= Năm Căn economic zone =

Economic zone in Vietnam

Năm Căn economic zone (Vietnamese: Khu kinh tế Năm Căn) is an economic zone established in 2010s, located in Năm Căn district (Now Năm Căn commune).

==Planning==

Following the passing of Resolution No.66/2010/QĐ on establishing Năm Căn economic zone. As stated, the region has an area covering 11.000 hectares located along the National Route 1A in Nam Can town, Ham Rong commune, Han Vinh and Ong Do hamlet in Dat Moi commune.

The goal of Năm Căn economic zone is to maximize the advantages of natural conditions, geographical location in economical and political trade, international and domestic services, promote the socio-economic development of Cà Mau and the Mekong Delta (Đồng bằng sông Cửu Long) in order to contribute to narrowing the development gap with other areas in the country.

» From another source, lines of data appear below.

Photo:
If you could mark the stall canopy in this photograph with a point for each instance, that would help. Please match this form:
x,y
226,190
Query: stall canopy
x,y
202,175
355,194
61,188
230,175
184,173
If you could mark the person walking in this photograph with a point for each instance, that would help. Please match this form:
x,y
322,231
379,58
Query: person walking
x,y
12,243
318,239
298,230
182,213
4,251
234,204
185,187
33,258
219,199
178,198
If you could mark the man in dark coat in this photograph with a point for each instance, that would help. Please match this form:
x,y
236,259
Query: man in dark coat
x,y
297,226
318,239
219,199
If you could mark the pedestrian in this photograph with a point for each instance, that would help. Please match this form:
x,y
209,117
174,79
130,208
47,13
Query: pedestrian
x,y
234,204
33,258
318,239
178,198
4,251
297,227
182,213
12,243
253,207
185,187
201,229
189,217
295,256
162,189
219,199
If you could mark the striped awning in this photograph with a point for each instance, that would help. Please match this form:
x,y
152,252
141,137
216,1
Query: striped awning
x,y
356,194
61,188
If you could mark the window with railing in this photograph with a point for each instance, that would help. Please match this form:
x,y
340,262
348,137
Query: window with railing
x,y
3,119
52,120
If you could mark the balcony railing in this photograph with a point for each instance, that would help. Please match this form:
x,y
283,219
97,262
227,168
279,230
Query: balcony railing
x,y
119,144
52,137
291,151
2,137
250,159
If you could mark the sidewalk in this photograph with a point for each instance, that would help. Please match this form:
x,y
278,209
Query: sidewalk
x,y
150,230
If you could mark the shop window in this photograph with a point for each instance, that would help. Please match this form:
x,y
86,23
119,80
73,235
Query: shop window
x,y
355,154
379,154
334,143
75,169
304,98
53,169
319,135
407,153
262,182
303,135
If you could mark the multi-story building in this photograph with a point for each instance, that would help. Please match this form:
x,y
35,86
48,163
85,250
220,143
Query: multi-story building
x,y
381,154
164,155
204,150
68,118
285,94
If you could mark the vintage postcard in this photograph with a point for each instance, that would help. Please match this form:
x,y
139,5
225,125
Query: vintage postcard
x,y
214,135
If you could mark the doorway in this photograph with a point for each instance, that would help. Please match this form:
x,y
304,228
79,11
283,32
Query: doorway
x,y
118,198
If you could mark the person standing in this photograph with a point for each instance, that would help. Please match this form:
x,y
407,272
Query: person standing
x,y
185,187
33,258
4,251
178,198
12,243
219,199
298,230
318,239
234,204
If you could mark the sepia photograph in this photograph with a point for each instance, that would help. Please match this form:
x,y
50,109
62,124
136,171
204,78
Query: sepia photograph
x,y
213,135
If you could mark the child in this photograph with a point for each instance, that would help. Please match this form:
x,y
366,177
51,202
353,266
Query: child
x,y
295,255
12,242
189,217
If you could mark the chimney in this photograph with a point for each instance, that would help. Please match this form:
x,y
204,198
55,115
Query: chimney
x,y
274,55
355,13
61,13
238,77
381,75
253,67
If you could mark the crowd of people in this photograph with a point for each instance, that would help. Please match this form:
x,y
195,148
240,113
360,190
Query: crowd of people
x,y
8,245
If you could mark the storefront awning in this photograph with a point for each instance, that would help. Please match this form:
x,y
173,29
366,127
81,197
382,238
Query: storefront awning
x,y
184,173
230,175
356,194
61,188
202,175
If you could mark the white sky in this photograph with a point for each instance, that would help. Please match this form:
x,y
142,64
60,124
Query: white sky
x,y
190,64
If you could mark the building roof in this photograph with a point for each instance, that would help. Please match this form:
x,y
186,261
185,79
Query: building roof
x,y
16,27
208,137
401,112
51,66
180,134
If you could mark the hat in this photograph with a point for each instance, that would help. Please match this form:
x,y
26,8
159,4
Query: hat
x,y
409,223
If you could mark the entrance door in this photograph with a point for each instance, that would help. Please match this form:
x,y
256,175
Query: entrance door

Năm Căn economic zone will be formed from enterprises in the mechanical industry, ship building, machine assembly, electronics, aquatic product processing industry, oil and gas industry and services, garments, building materials, consumer goods production and other auxiliary industries as well as coastal mangrove ecotourism and island tourism, port economy, non-tariff ports and urban zones.

The general planning and detailed planning for the construction of functional zones of the economic zone will be completed by the end of 2011. The period of 2012 - 2015 focuses on the construction of economic infrastructure and the period of 2016 - 2020 is the time to complete investment in infrastructure construction, focusing on attracting investment in production and business development.